His pedagogy may be briefly outlined as follows:—
1. Education is a lifelong task, beginning at birth and continuing till death. The first seven years are to be spent in the home under the fostering care of the parents. During this period the child is to have no severe tasks, but chief attention is to be given to physical development. He must learn obedience, as the first step to an ethical life. His food and clothing are to be simple, and his toys and games of a character to stimulate wholesome activity. At the age of seven he is to enter upon the direct intellectual training, and nothing must interfere with this during the next seven years. From fourteen to twenty-one the education is to include such exercises as directly prepare for life. The diet is to be simple, the physical training severe, for the double purpose of counteracting the tendencies of the adolescent period, and of preparing for war.

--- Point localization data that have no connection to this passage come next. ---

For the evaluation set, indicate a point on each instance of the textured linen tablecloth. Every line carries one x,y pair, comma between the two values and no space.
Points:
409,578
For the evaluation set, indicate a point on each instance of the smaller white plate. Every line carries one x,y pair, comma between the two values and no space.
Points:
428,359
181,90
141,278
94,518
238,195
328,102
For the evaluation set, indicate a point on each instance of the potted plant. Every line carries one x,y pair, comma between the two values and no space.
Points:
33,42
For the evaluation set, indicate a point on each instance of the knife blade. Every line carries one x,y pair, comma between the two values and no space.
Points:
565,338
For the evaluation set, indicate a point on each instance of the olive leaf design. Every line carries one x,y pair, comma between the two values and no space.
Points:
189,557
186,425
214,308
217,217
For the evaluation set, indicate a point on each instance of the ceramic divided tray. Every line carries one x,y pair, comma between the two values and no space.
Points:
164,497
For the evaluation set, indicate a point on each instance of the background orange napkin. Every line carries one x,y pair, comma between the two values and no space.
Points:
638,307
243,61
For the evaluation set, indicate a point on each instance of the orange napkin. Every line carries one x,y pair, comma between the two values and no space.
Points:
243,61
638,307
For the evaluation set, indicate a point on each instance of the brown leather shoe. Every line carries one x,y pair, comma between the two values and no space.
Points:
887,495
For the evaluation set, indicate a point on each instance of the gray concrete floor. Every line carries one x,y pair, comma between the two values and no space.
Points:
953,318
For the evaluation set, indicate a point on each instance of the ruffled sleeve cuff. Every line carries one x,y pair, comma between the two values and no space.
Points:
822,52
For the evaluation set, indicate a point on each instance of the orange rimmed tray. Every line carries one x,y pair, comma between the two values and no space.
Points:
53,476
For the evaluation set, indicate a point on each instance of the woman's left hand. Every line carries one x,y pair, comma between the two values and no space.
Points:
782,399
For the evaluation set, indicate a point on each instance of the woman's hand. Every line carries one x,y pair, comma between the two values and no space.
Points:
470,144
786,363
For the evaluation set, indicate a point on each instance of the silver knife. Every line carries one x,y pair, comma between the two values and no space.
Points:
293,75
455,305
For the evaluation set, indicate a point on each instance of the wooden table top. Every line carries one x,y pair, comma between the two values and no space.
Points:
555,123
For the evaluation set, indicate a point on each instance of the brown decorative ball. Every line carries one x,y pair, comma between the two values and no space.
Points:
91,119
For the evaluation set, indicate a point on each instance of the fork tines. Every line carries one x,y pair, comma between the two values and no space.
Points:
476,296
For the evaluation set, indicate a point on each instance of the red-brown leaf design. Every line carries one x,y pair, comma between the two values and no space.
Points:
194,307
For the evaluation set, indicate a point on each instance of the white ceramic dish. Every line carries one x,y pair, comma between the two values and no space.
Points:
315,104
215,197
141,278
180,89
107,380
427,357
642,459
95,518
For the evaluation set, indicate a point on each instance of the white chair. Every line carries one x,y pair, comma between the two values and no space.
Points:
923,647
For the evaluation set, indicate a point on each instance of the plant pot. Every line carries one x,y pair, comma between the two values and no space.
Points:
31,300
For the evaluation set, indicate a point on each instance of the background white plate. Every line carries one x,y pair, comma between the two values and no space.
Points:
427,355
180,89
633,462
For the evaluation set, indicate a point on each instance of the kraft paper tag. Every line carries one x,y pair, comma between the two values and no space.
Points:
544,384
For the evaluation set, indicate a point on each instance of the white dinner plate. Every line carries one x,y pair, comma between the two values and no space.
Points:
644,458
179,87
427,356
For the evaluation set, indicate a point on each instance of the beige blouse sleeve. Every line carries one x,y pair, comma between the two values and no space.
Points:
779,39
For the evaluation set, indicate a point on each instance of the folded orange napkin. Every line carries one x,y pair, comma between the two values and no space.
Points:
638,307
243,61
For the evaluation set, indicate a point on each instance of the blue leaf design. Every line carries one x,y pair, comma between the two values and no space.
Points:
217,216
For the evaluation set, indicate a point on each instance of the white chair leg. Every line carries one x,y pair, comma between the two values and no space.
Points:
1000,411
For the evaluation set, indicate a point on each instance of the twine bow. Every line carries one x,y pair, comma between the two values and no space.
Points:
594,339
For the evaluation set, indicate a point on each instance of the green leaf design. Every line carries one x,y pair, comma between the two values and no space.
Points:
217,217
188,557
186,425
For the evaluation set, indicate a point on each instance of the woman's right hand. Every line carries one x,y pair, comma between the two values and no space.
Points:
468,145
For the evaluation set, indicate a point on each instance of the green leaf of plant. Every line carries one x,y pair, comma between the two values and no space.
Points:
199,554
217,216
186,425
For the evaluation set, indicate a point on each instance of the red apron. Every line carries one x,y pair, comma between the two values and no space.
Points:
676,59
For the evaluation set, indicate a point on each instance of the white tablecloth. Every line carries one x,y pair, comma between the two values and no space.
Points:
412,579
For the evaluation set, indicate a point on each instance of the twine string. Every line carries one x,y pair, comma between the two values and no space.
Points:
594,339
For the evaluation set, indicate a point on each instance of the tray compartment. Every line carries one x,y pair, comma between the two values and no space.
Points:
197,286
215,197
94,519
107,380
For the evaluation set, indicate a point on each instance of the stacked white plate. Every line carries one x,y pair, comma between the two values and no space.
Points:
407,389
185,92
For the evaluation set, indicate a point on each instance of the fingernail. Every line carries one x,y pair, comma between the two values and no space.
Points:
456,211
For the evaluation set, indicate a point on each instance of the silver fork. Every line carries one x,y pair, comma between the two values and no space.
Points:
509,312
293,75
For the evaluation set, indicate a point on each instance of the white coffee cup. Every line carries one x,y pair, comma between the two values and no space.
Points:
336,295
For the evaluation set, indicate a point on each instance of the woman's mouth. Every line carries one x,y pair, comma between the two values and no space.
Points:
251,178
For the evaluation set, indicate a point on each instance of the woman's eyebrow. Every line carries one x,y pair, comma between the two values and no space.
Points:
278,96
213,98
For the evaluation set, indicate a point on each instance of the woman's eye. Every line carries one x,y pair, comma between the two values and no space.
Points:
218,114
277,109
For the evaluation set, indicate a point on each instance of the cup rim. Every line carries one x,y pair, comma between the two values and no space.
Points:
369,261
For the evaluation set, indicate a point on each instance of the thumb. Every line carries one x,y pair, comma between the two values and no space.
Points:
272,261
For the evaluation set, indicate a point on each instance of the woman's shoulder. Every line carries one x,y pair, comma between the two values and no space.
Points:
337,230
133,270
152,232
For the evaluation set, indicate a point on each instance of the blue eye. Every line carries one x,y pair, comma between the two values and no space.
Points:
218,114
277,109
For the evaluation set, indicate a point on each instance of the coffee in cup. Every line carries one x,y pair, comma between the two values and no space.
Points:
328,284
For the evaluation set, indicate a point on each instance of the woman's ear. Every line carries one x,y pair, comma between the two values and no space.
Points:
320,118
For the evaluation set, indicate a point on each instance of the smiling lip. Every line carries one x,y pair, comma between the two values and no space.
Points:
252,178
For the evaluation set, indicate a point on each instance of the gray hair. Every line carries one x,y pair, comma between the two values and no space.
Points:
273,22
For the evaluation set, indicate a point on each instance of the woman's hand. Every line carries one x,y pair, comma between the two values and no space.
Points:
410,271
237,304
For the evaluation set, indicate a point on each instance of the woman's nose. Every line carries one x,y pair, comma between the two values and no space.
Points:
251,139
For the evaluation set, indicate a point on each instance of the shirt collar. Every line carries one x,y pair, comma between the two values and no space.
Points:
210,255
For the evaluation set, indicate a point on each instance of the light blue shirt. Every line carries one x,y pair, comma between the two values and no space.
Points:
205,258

2. Education includes the development of the body, the character, and the intellect. Courage, endurance, self-denial, temperance, truthfulness, and justice are essential characteristics to be sought. The purpose of instruction is to develop the imperfect, untrained child into the well-rounded, intelligent, and patriotic citizen.
3. The course of study, which begins seriously after the seventh year, includes music, gymnastics, drawing, grammar, rhetoric, and mathematics. Later, dialectics, philosophy, and political science are to be added.

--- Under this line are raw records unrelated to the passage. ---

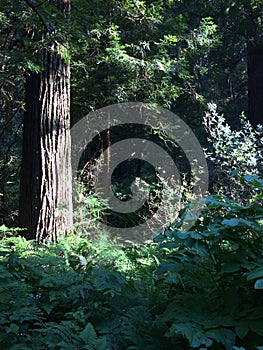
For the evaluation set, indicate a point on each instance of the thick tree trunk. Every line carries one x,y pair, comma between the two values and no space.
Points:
45,189
255,83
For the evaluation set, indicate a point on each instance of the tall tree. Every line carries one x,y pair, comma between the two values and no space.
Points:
45,188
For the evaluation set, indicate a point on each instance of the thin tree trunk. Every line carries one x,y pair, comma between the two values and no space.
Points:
255,83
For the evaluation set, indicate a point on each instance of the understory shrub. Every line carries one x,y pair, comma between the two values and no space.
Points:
200,289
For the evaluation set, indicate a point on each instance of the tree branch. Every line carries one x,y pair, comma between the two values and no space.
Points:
38,14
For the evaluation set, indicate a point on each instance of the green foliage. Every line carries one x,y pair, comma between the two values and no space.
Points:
233,154
196,289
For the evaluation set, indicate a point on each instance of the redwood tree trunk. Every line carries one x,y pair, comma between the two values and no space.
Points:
255,83
45,187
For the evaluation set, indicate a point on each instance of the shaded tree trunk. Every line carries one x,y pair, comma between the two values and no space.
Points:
45,188
255,83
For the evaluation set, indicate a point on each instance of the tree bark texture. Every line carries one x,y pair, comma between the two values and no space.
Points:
46,189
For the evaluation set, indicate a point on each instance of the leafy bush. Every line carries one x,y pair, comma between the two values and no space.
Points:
199,289
234,153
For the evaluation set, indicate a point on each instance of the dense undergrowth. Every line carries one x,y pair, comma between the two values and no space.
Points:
198,289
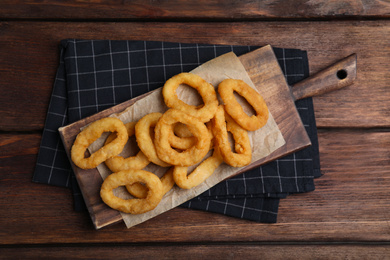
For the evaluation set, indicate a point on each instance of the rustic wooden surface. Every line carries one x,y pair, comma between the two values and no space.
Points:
347,216
265,73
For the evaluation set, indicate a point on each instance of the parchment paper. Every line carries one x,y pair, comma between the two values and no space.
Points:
263,141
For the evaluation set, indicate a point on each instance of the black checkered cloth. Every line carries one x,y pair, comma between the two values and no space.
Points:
94,75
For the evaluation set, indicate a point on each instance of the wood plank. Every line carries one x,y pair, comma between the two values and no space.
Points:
27,76
193,9
226,251
350,204
270,82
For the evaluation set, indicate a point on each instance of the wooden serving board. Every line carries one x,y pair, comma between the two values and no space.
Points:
263,69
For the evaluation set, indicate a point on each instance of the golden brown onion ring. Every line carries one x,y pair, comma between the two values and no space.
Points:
222,123
118,163
127,177
140,191
90,134
164,129
206,90
145,141
251,123
204,170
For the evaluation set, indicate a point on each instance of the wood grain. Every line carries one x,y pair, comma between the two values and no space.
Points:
27,78
224,251
266,75
193,9
351,203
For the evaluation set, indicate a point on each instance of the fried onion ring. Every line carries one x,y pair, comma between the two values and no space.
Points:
127,177
251,123
90,134
182,142
222,123
145,141
164,129
141,191
118,163
204,170
206,90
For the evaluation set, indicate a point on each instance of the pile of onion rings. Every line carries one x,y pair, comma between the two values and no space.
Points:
183,136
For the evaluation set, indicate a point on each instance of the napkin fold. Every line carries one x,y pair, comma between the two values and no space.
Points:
96,74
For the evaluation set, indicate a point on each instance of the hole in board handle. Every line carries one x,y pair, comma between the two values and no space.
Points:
342,74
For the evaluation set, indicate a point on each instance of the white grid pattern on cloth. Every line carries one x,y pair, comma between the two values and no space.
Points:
80,65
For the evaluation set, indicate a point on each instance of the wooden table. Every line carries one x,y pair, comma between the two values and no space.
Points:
348,214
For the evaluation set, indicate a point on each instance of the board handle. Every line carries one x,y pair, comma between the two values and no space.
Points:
336,76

4. Woman is to have part in education that she may properly train her children, and may, by an intelligent understanding of the laws, uphold the State.
5. Aristotle considered education as the most important and most difficult of all problems. He based his pedagogy upon a knowledge of the individual.
6. His method was the analytical. He began with things and advanced from the concrete to the abstract.
The foregoing will show that Aristotle began the study of problems that still occupy the minds of educational thinkers, after more than twenty-two centuries of search for the truth. Some of the problems he discussed have found their solution, and the seed sown by the great thinker has come to fruitage. Karl Schmidt says, "Aristotle is the intellectual Alexander. Rich in experience and profound in speculation, he penetrates all parts of the universe and seeks to reduce all realities to concepts. He is the most profound and comprehensive thinker of the pre-Christian world,—the Hegel of classical antiquity,—because, like Hegel, he seeks to unify all knowledge, brings together the scattered materials of the present into one system, constructs in a wonderful intellectual temple the psychical and physical Cosmos, the universe and God, proclaims the destruction of an earlier culture epoch, and sets in motion waves in the ocean of history that are destined to influence the intellectual life of all centuries to come.... Aristotle stands for the highest intellectual summit of antiquity,—the bridge which binds the Grecian to the modern world,—the philosophical mouthpiece and the intellectual master of twenty centuries."
FOOTNOTES:
[17] Brother Azarias, "Essays Philosophical."